Discussion List Archives

[Date Prev][Date Next][Thread Prev][Thread Next][Date Index][Thread Index]

[Cif2-encoding] The discussion so far

Thanks, Brian, for creating this list.


Since no one else has had the combination of time, energy, and inclination to do so, I’ll open with a summary of the state of the CIF 2.0 character encoding discussion so far, as it currently stands at its original location on the DDLm group.  Specifically, the previous summary and the discussion that proceeded from it can be found at http://www.iucr.org/__data/iucr/lists/ddlm-group/msg00744.html and http://www.iucr.org/__data/iucr/lists/ddlm-group/msg00690.html, though some of the most recent messages seem not to be available at present via the web interface.


The controversy derives from CIF 2.0's expansion of character set to all of Unicode.  It is magnified by CIF 1.0's explicit self description as an encoding-independent text format, and by the accumulated body of CIF software and author practices that rely on that text orientation.  There has been considerable debate about what it would mean for CIF 2.0 to be a text format vs. a binary format, and the relative advantages and disadvantages of each.  Among the points covered were:


1) A 'text' format implies that CIF content may comply with local, locale-specific conventions for electronic text representation, including details such as line termination conventions and, especially, character encoding.  Such files are suitable input for general-purpose text tools such as text editors, text extraction utilities, and text indexers.  Alternatively, a conformant text CIF might be expressed according to some other convention suitable for a particular application or foreign environment.  Because conventions differ, correctly archiving text or moving it between environments requires accounting for the text conventions in use, and may involve conversions such as line terminator changes and transcoding.  This is the CIF 1.0 position, though CIF1's restricted character set significantly reduces the impact of character encoding considerations relative to CIF2.

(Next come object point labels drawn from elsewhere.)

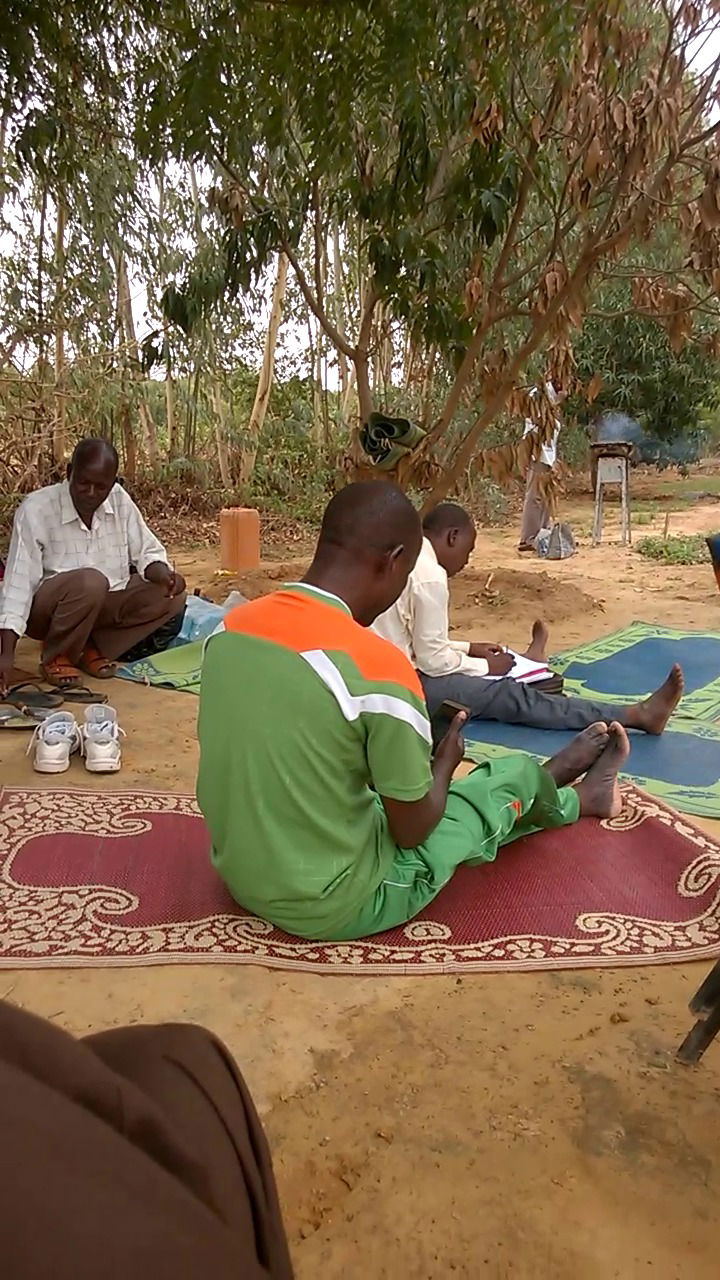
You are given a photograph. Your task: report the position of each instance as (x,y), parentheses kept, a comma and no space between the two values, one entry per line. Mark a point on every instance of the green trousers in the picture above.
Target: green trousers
(500,801)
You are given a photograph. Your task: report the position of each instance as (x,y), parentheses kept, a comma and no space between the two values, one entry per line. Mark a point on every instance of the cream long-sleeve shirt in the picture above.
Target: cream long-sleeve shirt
(418,622)
(50,538)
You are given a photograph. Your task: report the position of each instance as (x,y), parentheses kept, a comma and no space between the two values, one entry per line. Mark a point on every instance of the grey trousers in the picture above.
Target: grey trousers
(514,703)
(536,512)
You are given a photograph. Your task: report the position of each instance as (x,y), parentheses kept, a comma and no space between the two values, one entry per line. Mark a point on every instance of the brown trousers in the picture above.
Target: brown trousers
(536,512)
(132,1153)
(69,608)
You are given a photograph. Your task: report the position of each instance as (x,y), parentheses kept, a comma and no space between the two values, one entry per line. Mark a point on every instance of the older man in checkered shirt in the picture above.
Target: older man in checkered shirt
(68,577)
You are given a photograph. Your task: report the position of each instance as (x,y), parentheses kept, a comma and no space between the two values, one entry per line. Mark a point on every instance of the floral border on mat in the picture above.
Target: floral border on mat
(44,927)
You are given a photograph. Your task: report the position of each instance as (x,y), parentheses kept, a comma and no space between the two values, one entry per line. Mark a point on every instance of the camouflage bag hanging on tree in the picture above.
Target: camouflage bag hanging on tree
(387,439)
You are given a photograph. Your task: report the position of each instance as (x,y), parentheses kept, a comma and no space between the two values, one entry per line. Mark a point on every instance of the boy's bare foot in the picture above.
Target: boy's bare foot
(575,759)
(598,791)
(537,649)
(652,716)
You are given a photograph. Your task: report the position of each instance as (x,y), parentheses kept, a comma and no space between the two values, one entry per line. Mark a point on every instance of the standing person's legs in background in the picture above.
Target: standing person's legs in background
(515,703)
(536,512)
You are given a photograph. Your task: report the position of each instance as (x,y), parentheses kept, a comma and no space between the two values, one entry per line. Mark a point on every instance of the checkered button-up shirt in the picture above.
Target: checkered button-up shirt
(50,538)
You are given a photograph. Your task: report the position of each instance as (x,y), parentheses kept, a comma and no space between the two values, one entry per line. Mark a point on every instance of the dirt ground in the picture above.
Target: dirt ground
(515,1125)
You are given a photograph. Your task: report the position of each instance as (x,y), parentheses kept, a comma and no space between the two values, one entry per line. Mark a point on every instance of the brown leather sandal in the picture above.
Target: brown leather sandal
(60,672)
(95,664)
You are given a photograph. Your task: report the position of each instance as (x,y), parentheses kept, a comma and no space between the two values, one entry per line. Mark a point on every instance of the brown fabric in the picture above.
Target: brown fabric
(536,512)
(131,1153)
(69,608)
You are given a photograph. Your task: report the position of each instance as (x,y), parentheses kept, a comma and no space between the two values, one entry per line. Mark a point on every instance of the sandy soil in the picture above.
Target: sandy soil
(520,1125)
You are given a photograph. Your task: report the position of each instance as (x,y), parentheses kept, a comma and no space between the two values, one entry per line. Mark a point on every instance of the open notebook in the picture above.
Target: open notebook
(525,670)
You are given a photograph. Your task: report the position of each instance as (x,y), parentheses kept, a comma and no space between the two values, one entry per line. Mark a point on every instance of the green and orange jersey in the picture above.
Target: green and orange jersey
(301,711)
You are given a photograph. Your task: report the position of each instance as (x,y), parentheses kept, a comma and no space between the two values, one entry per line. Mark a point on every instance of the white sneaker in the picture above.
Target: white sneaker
(54,741)
(101,739)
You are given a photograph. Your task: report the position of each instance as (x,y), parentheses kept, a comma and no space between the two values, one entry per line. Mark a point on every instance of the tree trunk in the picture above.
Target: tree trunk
(427,393)
(265,380)
(338,287)
(132,351)
(220,437)
(130,443)
(59,416)
(171,419)
(361,359)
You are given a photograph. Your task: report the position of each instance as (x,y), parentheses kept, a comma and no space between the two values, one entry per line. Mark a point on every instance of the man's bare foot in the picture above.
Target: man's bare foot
(652,716)
(537,649)
(598,791)
(575,759)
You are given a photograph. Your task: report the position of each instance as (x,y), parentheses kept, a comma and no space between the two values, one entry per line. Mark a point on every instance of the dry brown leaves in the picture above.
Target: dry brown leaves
(487,122)
(474,292)
(670,304)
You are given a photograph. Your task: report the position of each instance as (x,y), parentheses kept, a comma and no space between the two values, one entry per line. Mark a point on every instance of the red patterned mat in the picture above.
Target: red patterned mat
(123,878)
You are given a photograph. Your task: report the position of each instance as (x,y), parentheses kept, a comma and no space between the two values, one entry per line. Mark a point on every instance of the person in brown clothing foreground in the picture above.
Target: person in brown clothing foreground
(68,579)
(132,1153)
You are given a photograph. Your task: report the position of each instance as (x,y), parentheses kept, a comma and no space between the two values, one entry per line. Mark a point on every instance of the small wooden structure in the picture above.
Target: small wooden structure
(706,1005)
(240,539)
(611,465)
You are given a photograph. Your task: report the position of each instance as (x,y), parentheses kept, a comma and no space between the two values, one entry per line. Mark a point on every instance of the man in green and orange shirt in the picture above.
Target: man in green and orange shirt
(328,813)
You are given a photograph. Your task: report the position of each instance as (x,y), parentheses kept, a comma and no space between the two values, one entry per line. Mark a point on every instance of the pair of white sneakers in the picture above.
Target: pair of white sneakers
(59,736)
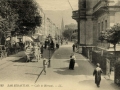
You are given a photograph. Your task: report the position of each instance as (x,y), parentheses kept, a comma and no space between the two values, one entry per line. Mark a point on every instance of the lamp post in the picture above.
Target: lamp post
(49,61)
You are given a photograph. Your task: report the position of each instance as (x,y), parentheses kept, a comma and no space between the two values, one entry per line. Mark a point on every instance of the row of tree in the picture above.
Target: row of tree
(70,33)
(20,16)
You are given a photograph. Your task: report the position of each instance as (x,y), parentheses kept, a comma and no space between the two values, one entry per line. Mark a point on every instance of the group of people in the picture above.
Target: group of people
(97,71)
(34,51)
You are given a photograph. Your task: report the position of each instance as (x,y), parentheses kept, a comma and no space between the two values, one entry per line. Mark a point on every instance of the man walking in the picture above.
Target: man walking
(44,65)
(97,73)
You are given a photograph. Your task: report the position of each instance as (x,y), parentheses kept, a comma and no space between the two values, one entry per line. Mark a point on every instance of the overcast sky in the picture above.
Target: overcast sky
(56,9)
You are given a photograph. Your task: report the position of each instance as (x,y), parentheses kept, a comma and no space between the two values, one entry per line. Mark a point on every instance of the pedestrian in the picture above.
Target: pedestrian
(72,61)
(97,73)
(73,47)
(41,50)
(45,65)
(36,52)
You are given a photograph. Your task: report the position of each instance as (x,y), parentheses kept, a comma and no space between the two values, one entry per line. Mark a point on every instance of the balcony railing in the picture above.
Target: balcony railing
(75,14)
(99,5)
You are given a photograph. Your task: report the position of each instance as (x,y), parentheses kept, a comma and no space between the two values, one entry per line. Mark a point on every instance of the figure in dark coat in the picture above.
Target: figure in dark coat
(72,61)
(97,73)
(73,47)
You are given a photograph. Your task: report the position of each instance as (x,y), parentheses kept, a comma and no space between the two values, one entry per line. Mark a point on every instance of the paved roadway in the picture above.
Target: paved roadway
(14,70)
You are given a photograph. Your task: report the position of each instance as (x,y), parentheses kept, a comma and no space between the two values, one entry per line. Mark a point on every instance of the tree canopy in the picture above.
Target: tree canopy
(112,35)
(21,16)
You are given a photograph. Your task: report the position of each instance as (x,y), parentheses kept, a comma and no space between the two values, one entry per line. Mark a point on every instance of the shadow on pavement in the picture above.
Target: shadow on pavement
(32,74)
(28,66)
(82,68)
(21,60)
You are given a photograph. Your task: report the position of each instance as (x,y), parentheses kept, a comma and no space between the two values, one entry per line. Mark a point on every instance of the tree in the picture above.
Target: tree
(8,17)
(29,16)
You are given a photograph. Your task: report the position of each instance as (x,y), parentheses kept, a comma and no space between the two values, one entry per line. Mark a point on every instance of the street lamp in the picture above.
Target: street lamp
(49,38)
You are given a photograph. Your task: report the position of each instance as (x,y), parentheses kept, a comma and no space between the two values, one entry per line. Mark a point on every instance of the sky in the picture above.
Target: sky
(58,9)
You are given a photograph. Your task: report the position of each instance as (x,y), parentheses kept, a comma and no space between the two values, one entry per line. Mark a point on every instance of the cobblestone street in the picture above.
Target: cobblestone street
(15,72)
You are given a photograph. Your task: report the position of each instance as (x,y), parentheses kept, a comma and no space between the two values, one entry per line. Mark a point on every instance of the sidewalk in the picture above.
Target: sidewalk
(13,57)
(61,78)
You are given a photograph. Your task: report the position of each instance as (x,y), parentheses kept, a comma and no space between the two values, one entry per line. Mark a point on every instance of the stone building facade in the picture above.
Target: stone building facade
(96,16)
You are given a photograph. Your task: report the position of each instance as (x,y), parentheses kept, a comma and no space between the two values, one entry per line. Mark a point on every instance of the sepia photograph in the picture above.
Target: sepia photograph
(59,44)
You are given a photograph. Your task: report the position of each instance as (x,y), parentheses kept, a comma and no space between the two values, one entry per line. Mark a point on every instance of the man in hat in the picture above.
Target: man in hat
(97,73)
(44,65)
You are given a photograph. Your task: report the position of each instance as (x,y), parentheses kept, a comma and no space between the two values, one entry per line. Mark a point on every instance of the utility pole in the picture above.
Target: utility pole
(78,23)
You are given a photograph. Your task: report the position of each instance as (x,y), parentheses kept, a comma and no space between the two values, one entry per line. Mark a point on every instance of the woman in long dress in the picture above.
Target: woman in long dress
(72,61)
(97,73)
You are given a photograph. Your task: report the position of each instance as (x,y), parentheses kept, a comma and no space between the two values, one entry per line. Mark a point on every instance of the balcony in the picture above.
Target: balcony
(99,5)
(75,14)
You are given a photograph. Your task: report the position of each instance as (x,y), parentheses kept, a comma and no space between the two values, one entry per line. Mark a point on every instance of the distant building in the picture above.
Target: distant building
(71,26)
(96,16)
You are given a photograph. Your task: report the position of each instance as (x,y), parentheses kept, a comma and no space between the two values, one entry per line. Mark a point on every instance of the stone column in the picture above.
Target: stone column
(82,32)
(111,18)
(95,31)
(89,31)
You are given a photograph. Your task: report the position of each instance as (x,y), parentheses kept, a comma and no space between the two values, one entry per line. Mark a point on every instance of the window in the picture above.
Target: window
(105,24)
(102,26)
(98,29)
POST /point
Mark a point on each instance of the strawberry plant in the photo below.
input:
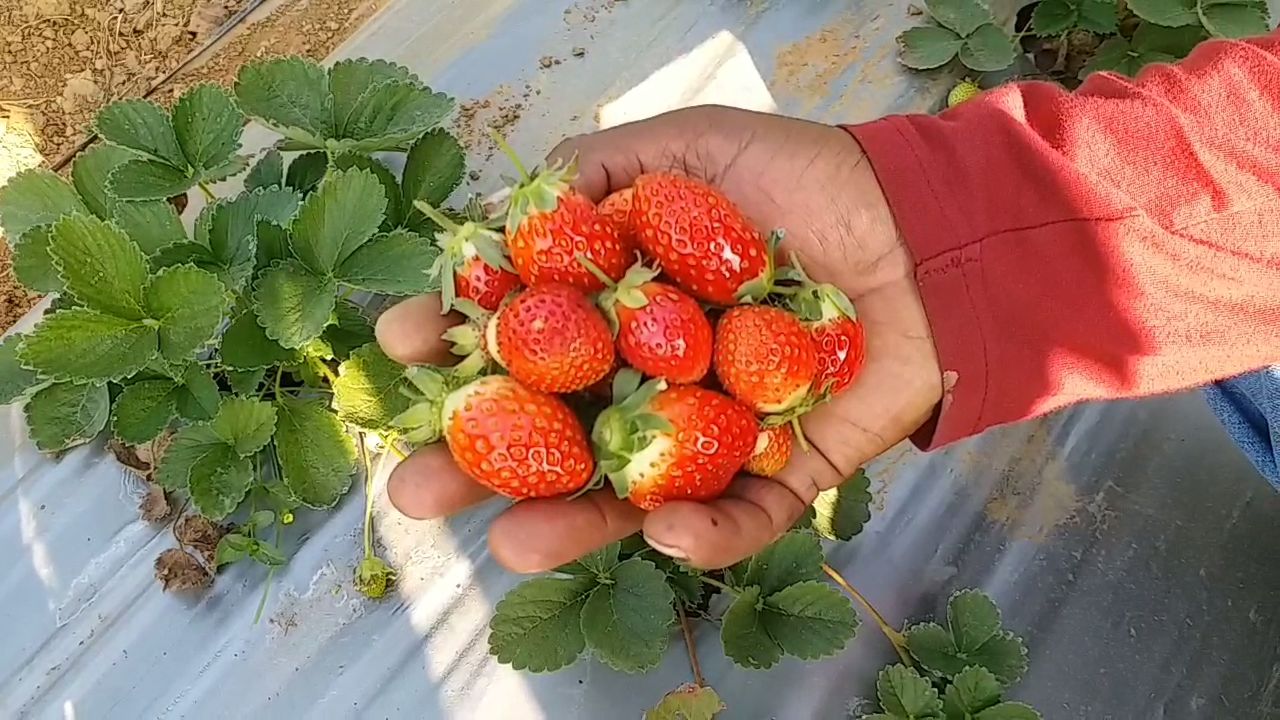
(1066, 40)
(229, 346)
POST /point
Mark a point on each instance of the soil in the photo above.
(60, 60)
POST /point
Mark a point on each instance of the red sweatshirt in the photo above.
(1116, 241)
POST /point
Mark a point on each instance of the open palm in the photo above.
(809, 180)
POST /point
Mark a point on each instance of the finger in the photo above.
(612, 159)
(539, 534)
(410, 332)
(429, 484)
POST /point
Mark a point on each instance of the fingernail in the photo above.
(673, 552)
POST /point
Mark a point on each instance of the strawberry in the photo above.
(549, 226)
(552, 338)
(658, 443)
(472, 261)
(516, 441)
(837, 336)
(661, 331)
(617, 210)
(700, 240)
(764, 358)
(772, 450)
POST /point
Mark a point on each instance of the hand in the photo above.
(814, 182)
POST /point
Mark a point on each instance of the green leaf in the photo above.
(538, 625)
(35, 197)
(341, 215)
(433, 168)
(795, 557)
(289, 95)
(927, 46)
(1009, 711)
(100, 267)
(973, 619)
(64, 415)
(348, 80)
(268, 172)
(16, 381)
(686, 702)
(627, 620)
(841, 511)
(972, 691)
(391, 114)
(394, 214)
(144, 410)
(595, 564)
(988, 49)
(208, 126)
(245, 424)
(219, 482)
(190, 305)
(1171, 13)
(1055, 17)
(1234, 19)
(32, 264)
(90, 173)
(1098, 16)
(744, 634)
(142, 127)
(152, 224)
(246, 382)
(316, 455)
(292, 304)
(959, 16)
(352, 329)
(1171, 41)
(391, 264)
(306, 171)
(147, 180)
(199, 397)
(85, 345)
(245, 346)
(368, 391)
(809, 620)
(904, 693)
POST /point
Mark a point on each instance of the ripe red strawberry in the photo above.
(617, 210)
(549, 226)
(516, 441)
(764, 358)
(700, 240)
(837, 336)
(772, 451)
(664, 443)
(552, 338)
(661, 331)
(472, 261)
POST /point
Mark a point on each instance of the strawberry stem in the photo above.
(511, 154)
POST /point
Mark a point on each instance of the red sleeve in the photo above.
(1116, 241)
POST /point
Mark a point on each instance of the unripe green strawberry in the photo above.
(963, 91)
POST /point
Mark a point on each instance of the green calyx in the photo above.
(539, 192)
(423, 423)
(818, 302)
(627, 427)
(458, 244)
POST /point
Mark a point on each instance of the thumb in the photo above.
(612, 159)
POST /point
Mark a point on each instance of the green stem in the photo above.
(209, 194)
(895, 637)
(511, 154)
(716, 583)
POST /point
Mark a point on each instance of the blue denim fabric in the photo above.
(1249, 409)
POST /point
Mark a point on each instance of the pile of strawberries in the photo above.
(571, 305)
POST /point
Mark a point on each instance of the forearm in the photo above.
(1119, 241)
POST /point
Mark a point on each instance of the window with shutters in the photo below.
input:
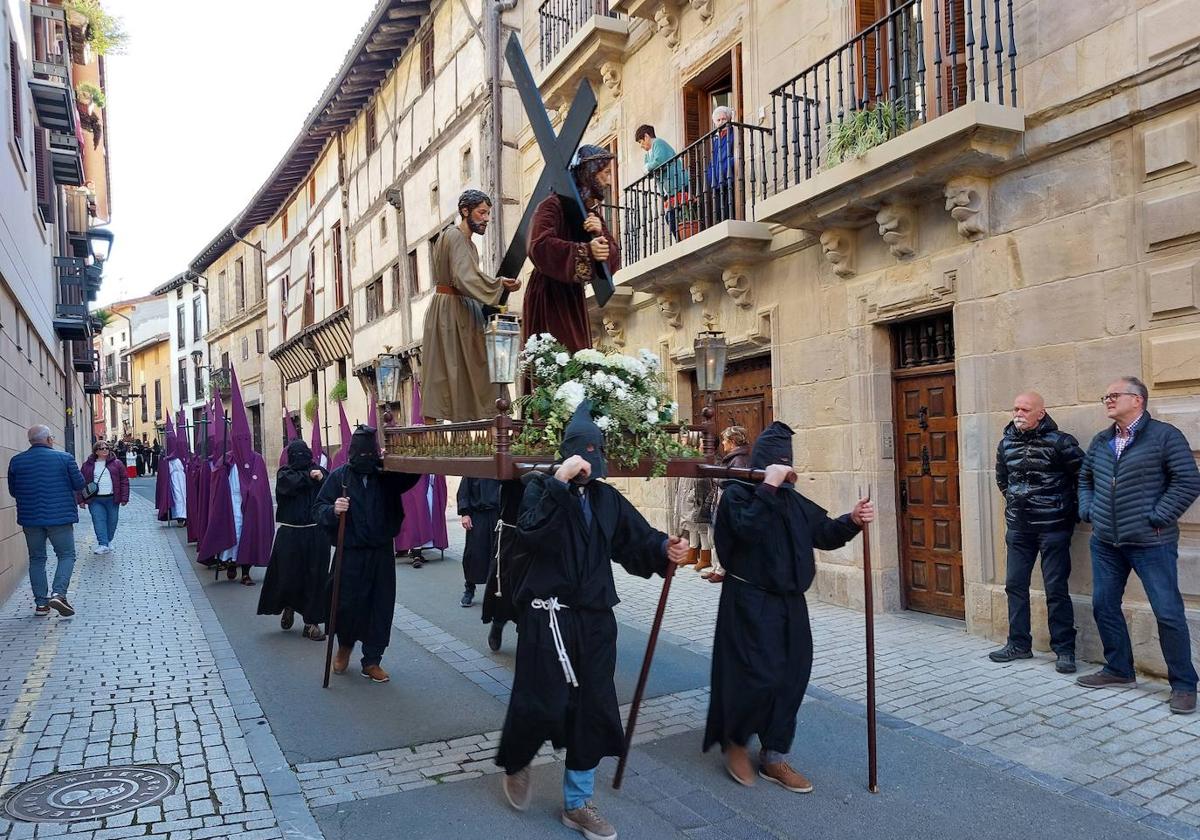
(427, 58)
(339, 283)
(239, 285)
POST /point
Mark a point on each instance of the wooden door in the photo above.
(744, 401)
(928, 475)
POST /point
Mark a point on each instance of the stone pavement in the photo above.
(132, 679)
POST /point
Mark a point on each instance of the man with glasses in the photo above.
(1139, 478)
(46, 484)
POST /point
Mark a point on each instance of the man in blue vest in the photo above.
(1139, 478)
(46, 484)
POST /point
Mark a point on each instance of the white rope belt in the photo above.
(552, 606)
(501, 525)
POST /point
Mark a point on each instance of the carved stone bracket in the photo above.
(966, 201)
(838, 245)
(667, 23)
(737, 283)
(898, 228)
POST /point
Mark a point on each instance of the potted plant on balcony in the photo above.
(861, 131)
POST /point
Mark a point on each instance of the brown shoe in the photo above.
(737, 762)
(1183, 702)
(519, 789)
(784, 775)
(588, 822)
(376, 675)
(1103, 679)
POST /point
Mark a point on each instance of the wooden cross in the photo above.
(556, 177)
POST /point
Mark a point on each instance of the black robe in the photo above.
(366, 597)
(573, 562)
(299, 569)
(479, 499)
(762, 651)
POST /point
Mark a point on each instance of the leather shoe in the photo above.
(737, 762)
(1183, 702)
(1066, 663)
(1103, 679)
(342, 659)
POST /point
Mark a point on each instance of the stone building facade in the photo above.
(1031, 223)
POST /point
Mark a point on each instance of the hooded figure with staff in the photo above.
(570, 531)
(762, 652)
(370, 501)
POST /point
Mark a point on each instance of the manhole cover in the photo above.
(90, 795)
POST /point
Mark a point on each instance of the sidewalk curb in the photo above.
(280, 780)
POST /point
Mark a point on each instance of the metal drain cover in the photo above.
(90, 795)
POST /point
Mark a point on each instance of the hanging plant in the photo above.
(105, 33)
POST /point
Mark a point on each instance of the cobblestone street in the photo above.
(155, 669)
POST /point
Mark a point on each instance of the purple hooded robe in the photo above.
(425, 504)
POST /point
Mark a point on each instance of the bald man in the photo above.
(1037, 469)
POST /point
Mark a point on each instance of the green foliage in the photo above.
(863, 130)
(106, 33)
(87, 91)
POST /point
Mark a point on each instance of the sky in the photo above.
(201, 109)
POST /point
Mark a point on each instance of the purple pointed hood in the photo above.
(343, 451)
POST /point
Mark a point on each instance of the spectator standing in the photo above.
(46, 485)
(112, 493)
(1139, 478)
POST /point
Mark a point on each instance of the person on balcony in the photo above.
(719, 172)
(562, 264)
(456, 382)
(571, 531)
(669, 173)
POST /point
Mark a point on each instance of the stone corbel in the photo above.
(702, 293)
(610, 73)
(966, 201)
(898, 229)
(703, 7)
(838, 245)
(667, 24)
(669, 306)
(737, 283)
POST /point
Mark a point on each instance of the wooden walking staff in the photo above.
(331, 625)
(642, 677)
(873, 780)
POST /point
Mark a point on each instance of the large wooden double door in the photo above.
(928, 478)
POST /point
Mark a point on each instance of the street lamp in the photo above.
(711, 354)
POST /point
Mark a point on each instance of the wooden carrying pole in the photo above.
(642, 677)
(331, 627)
(873, 780)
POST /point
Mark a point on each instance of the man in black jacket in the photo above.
(1138, 479)
(1037, 469)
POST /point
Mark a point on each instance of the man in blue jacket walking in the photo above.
(1139, 478)
(46, 484)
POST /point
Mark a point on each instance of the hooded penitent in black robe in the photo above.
(569, 558)
(299, 569)
(479, 499)
(762, 652)
(367, 592)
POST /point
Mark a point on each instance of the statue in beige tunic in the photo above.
(455, 381)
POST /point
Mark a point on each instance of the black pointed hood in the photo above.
(581, 432)
(774, 445)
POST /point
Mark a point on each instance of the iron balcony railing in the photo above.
(561, 19)
(719, 177)
(924, 59)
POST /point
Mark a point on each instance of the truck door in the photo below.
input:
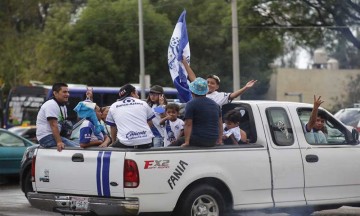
(77, 171)
(332, 168)
(285, 156)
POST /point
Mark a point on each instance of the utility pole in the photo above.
(141, 50)
(235, 47)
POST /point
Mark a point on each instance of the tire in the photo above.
(201, 200)
(27, 183)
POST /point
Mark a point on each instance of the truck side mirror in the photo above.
(355, 135)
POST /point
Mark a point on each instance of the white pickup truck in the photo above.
(279, 168)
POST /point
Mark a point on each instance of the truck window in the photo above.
(334, 132)
(280, 127)
(247, 122)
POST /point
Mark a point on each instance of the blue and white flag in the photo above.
(179, 47)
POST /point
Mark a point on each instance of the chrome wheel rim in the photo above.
(205, 205)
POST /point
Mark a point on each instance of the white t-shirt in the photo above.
(235, 131)
(220, 98)
(49, 109)
(176, 127)
(130, 117)
(156, 123)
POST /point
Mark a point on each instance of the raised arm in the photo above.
(312, 121)
(239, 92)
(191, 74)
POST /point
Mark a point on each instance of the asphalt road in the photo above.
(14, 203)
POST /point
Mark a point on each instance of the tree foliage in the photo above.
(318, 23)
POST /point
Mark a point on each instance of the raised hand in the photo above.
(250, 83)
(318, 101)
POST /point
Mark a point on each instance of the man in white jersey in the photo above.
(50, 117)
(128, 118)
(213, 81)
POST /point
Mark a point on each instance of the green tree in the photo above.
(318, 23)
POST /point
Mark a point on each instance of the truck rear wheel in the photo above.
(201, 200)
(27, 183)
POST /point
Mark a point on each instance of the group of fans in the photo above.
(135, 123)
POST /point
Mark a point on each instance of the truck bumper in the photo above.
(97, 205)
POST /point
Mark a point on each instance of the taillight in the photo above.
(33, 161)
(131, 174)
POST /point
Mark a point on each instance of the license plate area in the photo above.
(79, 203)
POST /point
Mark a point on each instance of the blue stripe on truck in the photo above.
(98, 172)
(105, 174)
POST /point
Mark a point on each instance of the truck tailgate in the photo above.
(81, 172)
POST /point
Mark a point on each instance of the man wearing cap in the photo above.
(50, 119)
(203, 123)
(128, 118)
(157, 102)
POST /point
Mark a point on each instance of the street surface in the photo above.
(14, 203)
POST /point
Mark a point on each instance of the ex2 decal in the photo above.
(156, 164)
(176, 175)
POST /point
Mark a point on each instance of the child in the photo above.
(174, 127)
(157, 101)
(232, 133)
(91, 131)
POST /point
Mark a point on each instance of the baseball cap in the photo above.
(199, 86)
(157, 89)
(126, 90)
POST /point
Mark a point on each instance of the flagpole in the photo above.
(141, 50)
(235, 47)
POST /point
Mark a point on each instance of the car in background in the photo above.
(349, 116)
(28, 132)
(12, 148)
(25, 170)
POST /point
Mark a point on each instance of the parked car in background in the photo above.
(28, 132)
(349, 116)
(12, 148)
(25, 171)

2) A 'binary' format is anything else, but in this context, the key characteristic of binary-CIF2 proposals is that they add to the text specification a specification for text serialization to byte-oriented media, such as disks and networks.  In particular, one strongly advocated position in the CIF 2.0 standardization discussion is that CIF 2.0 should require serialization of the underlying CIF text according to the UTF-8 character encoding scheme.  This would be a text-like binary format, in that some text tools can handle UTF-8 encoded text (sometimes requiring a little persuasion), and therefore could be used to read, modify, and write binary-CIF2 files.


3) The many specific issues and arguments that have been raised mostly fall into one or both of two general areas:


3a) reliability, by which we mean that a CIF consumer should have justifiable high confidence that he is interpreting CIF data in the way the CIF producer intended, and


3b) usability, by which we mean that human authors, and to a lesser extent, software, should be able to manipulate CIF2 files as they are accustomed to manipulating CIF1 files, e.g. using the default configurations of their systems’ text editors.  In addition to general usability, arguments in this category include some appealing to respect of scientists of many nationalities, and similar ones appealing to freedom / liberty.


Furthermore, a few of the points have appealed to


3c) practicality, by which we mean that CIF stakeholders should be able to use the specification effectively.  This aspect is subordinate to reliability and usability, but it cuts across both.  For the most part, it relates to the ability to develop software and practices that address the likely real-world usage (and misusage) of the standard.


4) The group as a whole appears to have agreed that UTF-8 is a highly suitable encoding for CIF2.  It can encode the entire Unicode code space, it is a superset of ASCII, it can be recognized heuristically with low probability of error, and it is widely implemented.  These characteristics yield high reliability at the cost of some usability.  The debate is not about whether UTF-8 should be used, but rather about whether the standard should forbid use of other encodings.  Essentially, this is a recasting of the text vs. binary debate.


5) Inasmuch as consensus on the issues described above has not yet been reached and does not appear likely, the group has issued a call for comments from a wider group of stakeholders.  No results of that call have yet been reported back to the group.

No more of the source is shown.